E allora che cosa e fino a che punto è vincolante la volontà del paziente? Della Vedova è deciso: il medico è vincolato nella sua decisione all’ultima volontà del paziente (o del suo curatore). Ma la Roccella, anche mettendo in evidenza che sul piano della vincolatività le due posizioni non sono poi così distanti, specifica: “Ogni caso è una situazione a sé, soggetta a mille varianti, che il medico deve poter tenere in considerazione. Il medico può dire di no scrivendo sulla cartella clinica i motivi per cui in scienza e coscienza decide di non dare seguito alle volontà del paziente sulla base della valutazione di due elementi: la situazione clinica del paziente e gli sviluppi della medicina”. E se si presenta il caso che il curatore non sia d’accordo con la decisione del medico? “Uno può sempre cambiare medico. Se il curatore decide che quel medico non ha valutato in maniera onesta le condizioni  cliniche del paziente e le dichiarazioni di trattamento può decidere di rivolgersi a qualcun altro”. Quindi secondo la Roccella il principio di autodeterminazione di Della Vedova va bene fino al limite in cui viene lasciato un margine di valutazione clinica, di professionalità, di autonomia deontologica al medico. E non si tratta dell’obiezione di coscienza di cui parla Veronesi ma del riconoscimento di un valore professionale. “Io voglio semplicemente che il medico possa continuare a fare il medico. L’alleanza terapeutica, cioè quel particolare rapporto che si crea fra medico e paziente, non può essere ridotto a quello che esiste fra un commerciante e un consumatore. Io voglio tutelare la libertà delle persone. Ma è solo lasciando al medico la sua libertà di essere medico che si tutela anche il paziente e la sua libertà”. La parola d’ordine dunque è: alleanza terapeutica. “Un medico – continua la Roccella – deve considerare quello che chiede il paziente anche alla luce dei progressi scientifici e della propria valutazione clinica. Ma se l’autodeterminazione è il principio ispiratore ultimo allora si arriva al  suicidio assistito”.
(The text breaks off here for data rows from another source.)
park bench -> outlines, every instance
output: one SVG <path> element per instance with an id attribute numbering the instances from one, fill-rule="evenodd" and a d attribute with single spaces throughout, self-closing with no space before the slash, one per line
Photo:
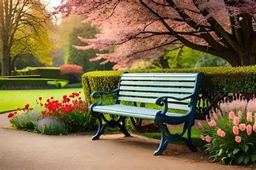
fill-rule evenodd
<path id="1" fill-rule="evenodd" d="M 126 117 L 153 120 L 159 127 L 161 140 L 154 155 L 161 155 L 169 142 L 185 141 L 193 152 L 197 151 L 191 141 L 191 127 L 194 124 L 194 114 L 200 82 L 203 73 L 129 73 L 122 76 L 117 90 L 110 92 L 96 91 L 91 97 L 100 101 L 90 106 L 90 112 L 98 119 L 98 130 L 92 137 L 93 140 L 99 139 L 107 127 L 120 127 L 125 136 L 130 134 L 125 128 Z M 103 105 L 104 94 L 114 94 L 113 105 Z M 122 104 L 122 101 L 131 101 L 133 106 Z M 151 104 L 162 106 L 159 110 L 137 107 L 137 103 Z M 158 106 L 158 107 L 160 107 Z M 172 112 L 176 111 L 176 113 Z M 178 113 L 177 113 L 178 111 Z M 186 113 L 184 113 L 185 112 Z M 183 114 L 179 113 L 183 112 Z M 181 112 L 183 111 L 183 112 Z M 103 113 L 118 115 L 118 119 L 107 120 Z M 117 120 L 118 119 L 118 120 Z M 105 124 L 103 124 L 103 121 Z M 184 123 L 180 134 L 171 134 L 166 124 L 179 125 Z M 183 137 L 187 130 L 187 139 Z M 167 137 L 166 135 L 169 137 Z"/>

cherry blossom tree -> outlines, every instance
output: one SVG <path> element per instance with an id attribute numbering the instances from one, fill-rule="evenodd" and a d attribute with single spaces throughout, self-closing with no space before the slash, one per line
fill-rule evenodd
<path id="1" fill-rule="evenodd" d="M 94 39 L 78 37 L 80 50 L 103 50 L 91 61 L 116 63 L 113 69 L 149 60 L 186 45 L 228 61 L 256 64 L 256 2 L 254 0 L 66 0 L 56 9 L 63 17 L 88 16 L 100 30 Z"/>

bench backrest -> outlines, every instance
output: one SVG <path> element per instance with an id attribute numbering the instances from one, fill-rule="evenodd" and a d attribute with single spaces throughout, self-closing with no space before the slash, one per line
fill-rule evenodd
<path id="1" fill-rule="evenodd" d="M 118 100 L 155 103 L 162 96 L 182 98 L 192 93 L 197 96 L 203 73 L 124 73 L 120 79 Z M 190 111 L 188 99 L 177 101 L 169 99 L 169 108 Z"/>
Ma Della Vedova non crede che le cose possano essere portate ad un livello così estremo. E poi nei casi come quello di Eluana ritiene di avere a che fare con una persona che non ha nessuna chance di tornare ad avere una vita “normale”. “Non voglio passare per uno che non vuol garantire la vita umana dal punto di vista normativo”, sostiene il parlamentare del PDL. “Io credo alla vita umana, alla dignità della vita umana e al fatto che i progressi della tecnoscienza debbano prevedere delle procedure che in alcun modo limitino la tutela delle persone. La situazione va valutata caso per caso”. Il cerchio sembra chiudersi. La scienza progredisce, i medici si aggiornano e non è detto che i pazienti nell’espressione delle loro volontà possano tenerne conto. Quindi il principio dell’autodeterminazione è valido ma fino a un certo punto. E vale il caso per caso. Rimane da stabilire come vengono valutati alcuni stati, come quello vegetativo di Eluana. E qui la questione si riapre, su stati vegetativi e ripresa, abilità e disabilità, trapianti e morte cerebrale. Ma è meglio sospenderla qui perché su questi temi si rischia davvero di non trovare alcun terreno di intesa.